Next guests were instructed to choose a wand. This is where there were some ooohs and ahhhs because these wands are just chopsticks, hot glue and some paint but they look seriously badass. Authentic and shit. I highly recommend following these instructions if you' like one for yourself.
Ollivander would be damn proud, right?
We handed out a house quiz next and once each guest had completed it, we conducted a ceremony with the sorting hat. I could have invested in a fancy sorting hat, but we just fashioned one out of brown paper and called out names. It was pretty ghetto but I am positive the kids could have cared less.
Everyone was eager to move on to Potions class, where we used supplies from your average pantry to make bubbling, frothing concoctions. There were partners and print outs and we started passing out the bat dung and blind cat eyeballs and went at it. Some serious fun was had. If you'd like to try your hand at it, I recommend this tutorial because you can download the printable potion recipes and she even provides labels for your supplies. FANCY.
We played a few more games, like Hide the Snitch and Charms class.
If you're wondering how on earth to make a snitch, I have one word for you. Ferraro Rochero Hazelnut Chocolates.
Yep. They're in gold wrappers and everything.

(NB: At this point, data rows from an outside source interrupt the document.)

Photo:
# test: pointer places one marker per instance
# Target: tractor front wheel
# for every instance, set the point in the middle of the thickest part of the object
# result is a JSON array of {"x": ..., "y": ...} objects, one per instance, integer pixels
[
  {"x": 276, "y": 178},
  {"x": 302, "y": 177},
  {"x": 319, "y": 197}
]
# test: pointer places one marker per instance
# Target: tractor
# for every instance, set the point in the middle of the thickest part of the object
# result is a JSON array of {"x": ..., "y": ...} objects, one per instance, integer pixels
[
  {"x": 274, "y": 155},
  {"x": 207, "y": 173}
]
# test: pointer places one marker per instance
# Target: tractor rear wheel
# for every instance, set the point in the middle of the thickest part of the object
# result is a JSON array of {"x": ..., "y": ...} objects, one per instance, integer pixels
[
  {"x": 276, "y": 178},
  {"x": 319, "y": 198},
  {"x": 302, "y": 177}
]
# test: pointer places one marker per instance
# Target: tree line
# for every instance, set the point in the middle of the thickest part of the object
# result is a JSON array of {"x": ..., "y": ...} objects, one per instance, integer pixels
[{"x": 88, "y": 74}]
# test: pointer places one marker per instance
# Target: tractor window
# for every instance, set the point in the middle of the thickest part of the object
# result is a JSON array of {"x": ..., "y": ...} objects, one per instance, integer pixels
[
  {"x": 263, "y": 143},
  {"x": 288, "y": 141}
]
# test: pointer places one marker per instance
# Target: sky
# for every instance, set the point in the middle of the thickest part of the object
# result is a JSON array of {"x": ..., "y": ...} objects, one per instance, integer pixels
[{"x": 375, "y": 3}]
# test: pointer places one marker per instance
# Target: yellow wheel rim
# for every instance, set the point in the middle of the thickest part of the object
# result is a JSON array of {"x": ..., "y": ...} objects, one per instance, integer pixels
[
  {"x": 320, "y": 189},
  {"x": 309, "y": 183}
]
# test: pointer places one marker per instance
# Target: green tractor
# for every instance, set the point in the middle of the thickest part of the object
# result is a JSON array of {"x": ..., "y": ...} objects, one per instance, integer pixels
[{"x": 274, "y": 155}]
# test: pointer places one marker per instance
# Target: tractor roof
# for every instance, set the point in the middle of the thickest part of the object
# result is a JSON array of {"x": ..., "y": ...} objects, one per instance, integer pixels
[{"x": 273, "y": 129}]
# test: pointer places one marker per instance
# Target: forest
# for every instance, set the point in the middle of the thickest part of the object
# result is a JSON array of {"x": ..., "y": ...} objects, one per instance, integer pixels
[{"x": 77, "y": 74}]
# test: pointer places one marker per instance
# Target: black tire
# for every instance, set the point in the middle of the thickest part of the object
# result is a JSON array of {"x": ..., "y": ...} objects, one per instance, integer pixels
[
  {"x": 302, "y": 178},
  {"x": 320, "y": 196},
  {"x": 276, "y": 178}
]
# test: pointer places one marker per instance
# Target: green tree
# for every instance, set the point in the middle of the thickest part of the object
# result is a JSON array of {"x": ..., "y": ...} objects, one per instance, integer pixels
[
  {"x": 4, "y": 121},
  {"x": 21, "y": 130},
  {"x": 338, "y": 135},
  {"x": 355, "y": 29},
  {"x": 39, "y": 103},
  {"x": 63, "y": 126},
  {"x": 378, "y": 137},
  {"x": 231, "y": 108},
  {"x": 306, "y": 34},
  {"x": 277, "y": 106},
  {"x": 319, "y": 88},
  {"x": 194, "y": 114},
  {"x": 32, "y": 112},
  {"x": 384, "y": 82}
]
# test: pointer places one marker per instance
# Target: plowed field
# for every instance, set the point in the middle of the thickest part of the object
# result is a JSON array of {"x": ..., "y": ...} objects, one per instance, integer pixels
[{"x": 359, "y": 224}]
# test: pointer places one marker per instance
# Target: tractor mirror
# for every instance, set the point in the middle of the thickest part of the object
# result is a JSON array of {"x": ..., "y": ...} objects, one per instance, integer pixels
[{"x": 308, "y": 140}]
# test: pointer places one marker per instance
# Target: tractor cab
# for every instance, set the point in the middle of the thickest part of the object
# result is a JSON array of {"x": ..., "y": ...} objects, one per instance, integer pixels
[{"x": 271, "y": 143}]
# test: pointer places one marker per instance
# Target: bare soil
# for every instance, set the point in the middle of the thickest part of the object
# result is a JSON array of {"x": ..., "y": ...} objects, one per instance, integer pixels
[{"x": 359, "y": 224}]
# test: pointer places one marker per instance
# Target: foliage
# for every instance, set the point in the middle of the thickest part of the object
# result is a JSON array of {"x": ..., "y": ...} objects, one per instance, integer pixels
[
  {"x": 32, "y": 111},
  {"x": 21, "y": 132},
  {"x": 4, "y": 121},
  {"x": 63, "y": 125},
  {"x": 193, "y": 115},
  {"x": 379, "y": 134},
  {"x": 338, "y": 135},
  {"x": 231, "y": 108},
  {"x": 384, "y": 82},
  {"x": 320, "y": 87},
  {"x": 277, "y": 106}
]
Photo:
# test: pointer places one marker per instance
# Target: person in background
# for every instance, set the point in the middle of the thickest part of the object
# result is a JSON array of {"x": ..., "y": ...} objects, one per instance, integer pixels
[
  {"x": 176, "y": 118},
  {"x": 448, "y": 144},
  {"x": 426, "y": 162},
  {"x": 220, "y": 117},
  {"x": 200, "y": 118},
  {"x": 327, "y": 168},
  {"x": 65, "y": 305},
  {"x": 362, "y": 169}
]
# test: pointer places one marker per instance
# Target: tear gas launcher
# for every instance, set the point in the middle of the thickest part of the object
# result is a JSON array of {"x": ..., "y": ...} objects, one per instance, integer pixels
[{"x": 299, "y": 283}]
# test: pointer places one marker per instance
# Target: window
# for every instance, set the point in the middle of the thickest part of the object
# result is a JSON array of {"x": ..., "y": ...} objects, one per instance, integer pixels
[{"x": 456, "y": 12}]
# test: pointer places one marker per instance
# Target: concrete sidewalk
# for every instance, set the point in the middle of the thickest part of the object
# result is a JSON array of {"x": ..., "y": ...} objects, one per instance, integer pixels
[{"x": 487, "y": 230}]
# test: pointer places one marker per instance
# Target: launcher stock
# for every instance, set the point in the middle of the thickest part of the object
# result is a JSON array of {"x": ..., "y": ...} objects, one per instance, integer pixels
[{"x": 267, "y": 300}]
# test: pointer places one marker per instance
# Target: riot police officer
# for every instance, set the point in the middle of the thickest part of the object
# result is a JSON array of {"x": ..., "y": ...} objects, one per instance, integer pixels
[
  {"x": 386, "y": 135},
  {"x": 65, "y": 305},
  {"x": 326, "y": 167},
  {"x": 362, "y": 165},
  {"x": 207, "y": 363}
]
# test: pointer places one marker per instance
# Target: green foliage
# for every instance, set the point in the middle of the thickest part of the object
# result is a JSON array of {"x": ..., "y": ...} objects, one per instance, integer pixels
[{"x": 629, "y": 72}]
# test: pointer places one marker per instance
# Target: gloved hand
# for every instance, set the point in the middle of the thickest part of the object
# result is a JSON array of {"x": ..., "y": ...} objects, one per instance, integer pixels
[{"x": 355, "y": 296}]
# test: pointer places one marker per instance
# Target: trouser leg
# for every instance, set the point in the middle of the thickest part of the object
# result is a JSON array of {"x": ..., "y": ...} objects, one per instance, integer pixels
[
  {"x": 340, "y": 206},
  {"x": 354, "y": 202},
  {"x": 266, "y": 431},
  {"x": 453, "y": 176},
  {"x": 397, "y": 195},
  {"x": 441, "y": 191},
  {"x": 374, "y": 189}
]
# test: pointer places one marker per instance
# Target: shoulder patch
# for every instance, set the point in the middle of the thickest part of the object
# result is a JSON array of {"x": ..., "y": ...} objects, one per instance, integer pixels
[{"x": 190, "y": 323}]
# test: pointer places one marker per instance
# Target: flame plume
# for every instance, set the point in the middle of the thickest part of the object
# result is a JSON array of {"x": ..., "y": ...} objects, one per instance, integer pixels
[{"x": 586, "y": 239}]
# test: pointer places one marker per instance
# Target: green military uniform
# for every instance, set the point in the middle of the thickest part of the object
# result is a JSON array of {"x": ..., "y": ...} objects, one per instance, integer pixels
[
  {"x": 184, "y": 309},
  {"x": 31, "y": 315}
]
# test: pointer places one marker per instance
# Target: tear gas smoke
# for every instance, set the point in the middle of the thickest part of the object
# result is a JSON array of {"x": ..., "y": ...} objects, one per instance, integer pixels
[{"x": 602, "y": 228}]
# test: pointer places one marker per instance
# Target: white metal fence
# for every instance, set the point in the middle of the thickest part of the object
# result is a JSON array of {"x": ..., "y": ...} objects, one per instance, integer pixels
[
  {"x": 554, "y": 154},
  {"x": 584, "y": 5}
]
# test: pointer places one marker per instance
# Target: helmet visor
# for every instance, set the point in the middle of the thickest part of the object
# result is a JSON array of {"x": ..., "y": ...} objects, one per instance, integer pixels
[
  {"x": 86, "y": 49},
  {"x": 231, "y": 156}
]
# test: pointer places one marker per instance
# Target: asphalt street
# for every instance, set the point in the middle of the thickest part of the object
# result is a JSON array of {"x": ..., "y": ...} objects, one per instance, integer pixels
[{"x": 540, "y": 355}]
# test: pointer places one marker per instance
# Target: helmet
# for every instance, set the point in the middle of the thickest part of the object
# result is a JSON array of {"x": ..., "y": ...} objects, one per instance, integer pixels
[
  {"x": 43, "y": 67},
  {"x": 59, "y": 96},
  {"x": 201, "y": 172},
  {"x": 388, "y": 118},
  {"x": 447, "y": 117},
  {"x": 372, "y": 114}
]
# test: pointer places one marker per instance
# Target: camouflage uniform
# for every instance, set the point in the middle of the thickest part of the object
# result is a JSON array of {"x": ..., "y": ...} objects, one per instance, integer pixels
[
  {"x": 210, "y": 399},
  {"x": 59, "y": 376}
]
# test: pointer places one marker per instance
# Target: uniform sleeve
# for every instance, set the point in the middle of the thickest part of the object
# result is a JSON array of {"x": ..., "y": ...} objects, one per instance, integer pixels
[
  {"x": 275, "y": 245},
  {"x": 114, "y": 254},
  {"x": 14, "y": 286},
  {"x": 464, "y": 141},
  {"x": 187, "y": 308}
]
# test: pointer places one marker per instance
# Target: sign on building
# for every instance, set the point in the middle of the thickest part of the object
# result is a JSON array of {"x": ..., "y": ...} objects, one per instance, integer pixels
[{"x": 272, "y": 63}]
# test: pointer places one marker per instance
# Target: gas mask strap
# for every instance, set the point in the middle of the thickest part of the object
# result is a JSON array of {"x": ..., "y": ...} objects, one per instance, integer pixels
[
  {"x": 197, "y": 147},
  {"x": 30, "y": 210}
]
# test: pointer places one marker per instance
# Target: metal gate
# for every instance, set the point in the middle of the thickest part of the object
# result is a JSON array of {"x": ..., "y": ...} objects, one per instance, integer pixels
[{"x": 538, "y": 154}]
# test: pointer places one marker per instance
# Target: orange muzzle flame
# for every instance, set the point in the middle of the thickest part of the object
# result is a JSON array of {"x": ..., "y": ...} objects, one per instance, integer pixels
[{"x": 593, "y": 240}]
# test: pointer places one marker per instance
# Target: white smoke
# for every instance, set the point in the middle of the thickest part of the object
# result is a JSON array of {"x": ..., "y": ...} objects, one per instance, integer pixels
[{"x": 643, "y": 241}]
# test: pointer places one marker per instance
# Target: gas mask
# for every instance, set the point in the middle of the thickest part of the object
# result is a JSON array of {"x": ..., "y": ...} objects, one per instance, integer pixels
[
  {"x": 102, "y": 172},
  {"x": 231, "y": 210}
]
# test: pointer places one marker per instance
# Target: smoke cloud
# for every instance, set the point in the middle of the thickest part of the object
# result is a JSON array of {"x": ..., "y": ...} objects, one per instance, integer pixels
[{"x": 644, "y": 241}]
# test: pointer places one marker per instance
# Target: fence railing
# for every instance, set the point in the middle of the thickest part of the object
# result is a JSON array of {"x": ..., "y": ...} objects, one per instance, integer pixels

See how that works? If you're still puzzled, check this out. Also, if you'd like a handy dandy guide to all the spells in the Harry Potter books, you know somebody has already made it. And you're pretty much guaranteed it has found its way to Pinterest. Here you go. You're welcome.
And now, the important part. Food. Here it is, in all its magical glory.
First we begin with Butterbeer. Because if you're going to begin anywhere, it ought to be with beer. This was a super easy recipe but I'll warn you that you're going to have trouble tracking down butter extract. Just save yourself the hassle and buy it here.
Next come these little beauties, both featuring pretzels.
Why so much pretzel? I don't know. Why the hell not?!
White Chocolate Dipped Pretzel Wands
These pastries were my favorites- the infamous Pumpkin Pasties. Both the Pasties and the Knickerbocker Glory came from the pages of The Harry Potter Cookbook, which I highly recommend. It's kid friendly and has pretty much every variation of food mentioned in the books.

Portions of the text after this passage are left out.